Es ist kein Zufall, dass oft nach einem Tod, ja sogar schon bei der Vorbereitung der Beerdigung oder beim Umgang mit der Hinterlassenschaft Konflikte entstehen. Der Verschiedene hatte möglicherweise eine ausgleichende, vermittelnde Funktion. Oder er hat die Regeln aufgestellt, bei den klassischen Erbschaftstreitigkeiten fehlt plötzlich der Patriarch, der alles bestimmt hat. Und die Kinder müssen nun jemanden anerkennen, der diese Lücke ausfüllt oder eine neue, demokratischere Form des Umgangs miteinander finden. Das bedeutet, dass sich alle bewegen müssen, will man als Familie weiter bestehen.

 

Viele Trauernde haben das Gefühl, Schönheit, Glück, Lebensqualität sind ohne den Verschiedenen für immer dahin. Ohne die langen Gespräche mit ihm, sein Kochen, seinen Sinn für Ästhetik oder die Fähigkeit einen angenehmen Raum zu schaffen, die gemeinsamen Reisen. Gleichzeitig entstehen praktische Defizite, die Frau hat sich immer um die sozialen Kontakte gekümmert, der Mann hat die  Bürokratie erledigt. Mitten in der Trauerreaktion die von den Symptomen her so schwer wie eine klinische Depression sind und lähmend wirken, kommt auch noch faktische Überforderung.

Auch als Nachbar kann man anbieten, bei der Bürokratie zu helfen. Alte Männer wissen oft nicht, wie man eine Waschmaschine bedient, für manche Hinterbliebene wird der Einkauf zum Problem. Man muss die Hilfe konkret anbieten.

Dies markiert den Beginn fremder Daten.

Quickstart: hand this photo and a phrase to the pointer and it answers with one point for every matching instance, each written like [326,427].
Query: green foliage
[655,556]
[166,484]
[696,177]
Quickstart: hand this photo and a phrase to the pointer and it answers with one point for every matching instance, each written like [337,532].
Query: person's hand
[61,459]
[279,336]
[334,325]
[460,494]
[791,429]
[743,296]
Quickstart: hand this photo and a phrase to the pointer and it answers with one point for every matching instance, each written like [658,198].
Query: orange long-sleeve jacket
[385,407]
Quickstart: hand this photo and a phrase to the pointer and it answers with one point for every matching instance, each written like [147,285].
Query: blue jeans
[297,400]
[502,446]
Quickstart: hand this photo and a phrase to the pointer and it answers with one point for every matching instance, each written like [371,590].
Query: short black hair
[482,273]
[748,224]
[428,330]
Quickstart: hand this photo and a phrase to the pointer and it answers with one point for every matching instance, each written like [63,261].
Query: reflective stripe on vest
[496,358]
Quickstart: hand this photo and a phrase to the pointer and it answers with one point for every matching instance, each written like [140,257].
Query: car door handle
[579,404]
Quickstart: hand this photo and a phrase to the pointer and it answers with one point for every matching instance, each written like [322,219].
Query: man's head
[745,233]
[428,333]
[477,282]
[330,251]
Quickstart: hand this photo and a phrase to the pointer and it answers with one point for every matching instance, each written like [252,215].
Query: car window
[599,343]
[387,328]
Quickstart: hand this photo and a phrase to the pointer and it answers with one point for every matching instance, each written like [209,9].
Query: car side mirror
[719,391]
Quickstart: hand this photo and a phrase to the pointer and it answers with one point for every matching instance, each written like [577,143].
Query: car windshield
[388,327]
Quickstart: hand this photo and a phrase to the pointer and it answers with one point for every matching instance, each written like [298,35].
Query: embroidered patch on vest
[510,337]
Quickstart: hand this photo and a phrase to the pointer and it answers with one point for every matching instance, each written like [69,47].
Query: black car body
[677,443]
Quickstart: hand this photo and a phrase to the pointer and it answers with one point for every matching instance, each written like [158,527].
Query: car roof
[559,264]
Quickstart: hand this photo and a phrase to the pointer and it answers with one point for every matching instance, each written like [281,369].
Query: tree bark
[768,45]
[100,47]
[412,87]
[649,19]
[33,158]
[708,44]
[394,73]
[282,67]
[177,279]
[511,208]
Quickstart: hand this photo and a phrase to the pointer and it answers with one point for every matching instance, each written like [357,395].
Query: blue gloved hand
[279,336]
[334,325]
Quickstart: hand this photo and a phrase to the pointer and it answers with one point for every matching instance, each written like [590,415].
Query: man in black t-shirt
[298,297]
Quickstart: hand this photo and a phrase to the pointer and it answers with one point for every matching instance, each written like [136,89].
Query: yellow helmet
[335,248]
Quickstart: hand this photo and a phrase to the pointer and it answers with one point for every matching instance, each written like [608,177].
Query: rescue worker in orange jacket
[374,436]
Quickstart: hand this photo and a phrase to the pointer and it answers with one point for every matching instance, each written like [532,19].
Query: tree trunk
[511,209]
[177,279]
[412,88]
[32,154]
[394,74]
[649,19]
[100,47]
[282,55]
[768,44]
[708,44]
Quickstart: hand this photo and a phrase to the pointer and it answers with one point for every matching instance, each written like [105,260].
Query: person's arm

Als Trauernder ist man in seinem Selbstverständnis so erschüttert, dass man nicht weiß, um was man bitten soll. Alles ist wie gelähmt, sinnlos und schmerzhaft. Aber wenn man das erste Mal denkt, ich könnte doch mal wieder… an den See oder ins Café gehen beispielsweise…. dann sollte man es auch tun.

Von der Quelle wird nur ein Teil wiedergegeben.